Das gelingt Simenon in "Die grünen Fensterläden" famos. Im Zentrum steht ein fiktiver berühmter Schauspieler, der Theater- und Leinwandstar Émile Maugin, "der große Maugin". Ein Koloss von einem Mann, dem schon in der Anfangsszene von seinem Arzt im Ordinationszimmer eröffnet wird, dass er nicht mehr lange leben wird, wenn er seinen Lebensstil nicht ändert. Maugin trinkt schon während der Vorstellungen und Dreharbeiten Cognac, schwenkt abends dann zu übermäßig viel Rotwein über. Zudem betrügt er seine dritte Frau mit der Haushälterin.

"Starker Bumser?", wird er von seinem Arzt gefragt. Seine Antwort: "Früher. Heute nur noch manchmal, wennʼs mich packt." Man hat bei diesem 59-jährigen "alten Esel" Maugin immerzu Gérard Depardieu vor Augen – und siehe da: Depardieu verkörpert Maugin in der 2022 in Frankreich angelaufenen Verfilmung dieses Simenon-Romans, so wie er gerade erst auch dessen weltbekannten Kommissar Jules Maigret im Kino in „Maigret“ gespielt hat.

Zum Trailer von "Les volets verts"

Elisabeth Edl charakterisiert diese Figur als "Ekel": "Maugin ist ein Kotzbrocken, aber – und das ist eben die Kunst von Simenon – im Laufe der Erzählung, mit all diesen negativen Geschichten, die wir ständig über Maugin hören, auch mit all seinen Exzessen, mit all seinen Ausrastern und Ausrutschern gerade seinen Frauen gegenüber, wächst er einem trotz allem ans Herz."
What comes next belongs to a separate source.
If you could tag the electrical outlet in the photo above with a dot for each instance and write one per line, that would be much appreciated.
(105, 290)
Ein Roman über das Sterben

Einmal heißt es im Roman: "Er war nicht gut. Er hatte nicht die geringste Lust, gut zu sein, im Gegenteil." Und dennoch nennt ihn seine Frau den "besten Menschen", den sie kenne. "Die grünen Fensterläden" erzählt von einem, dessen Leben so rastlos wie richtungslos geworden ist, der von Paris nach Cap d’Antibes zieht und doch nicht zur Ruhe findet. Nicht umsonst nennt er im Taxi als Fahrtziel "irgendwohin, nirgendwohin".

In einer Weise, die an Deutlichkeit nichts missen lässt, erzählt "Les volets verts" vom Sterben dieses Maugin. Für Wolfgang Matz reicht diese Geschichte an die ganz großen Klassiker heran, an Leo Tolstois "Der Tod des Iwan Iljitsch" oder an den Schluss von Giuseppe Tomasi di Lampedusas "Der Leopard". So realistisch und ungeschönt hat man kaum je vom langsamen Siechtum eines Menschen gelesen, der orientierungslos seinem Ende entgegentreibt.

"Tote und der Tod, das kommt ja in der Literatur sehr häufig vor", sagt Wolfgang Matz. "Aber das Nachvollziehen des Sterbens, die Beschreibung des Sterbens selber kommt weitaus seltener vor." Hier, in dieser gelungenen Neuübersetzung, können wir es lesen.

Georges Simenon: "Die grünen Fensterläden". Roman. Aus dem Französischen übersetzt von Elisabeth Edl und Wolfgang Matz. Kampa Verlag, 254 Seiten, 23,90 Euro.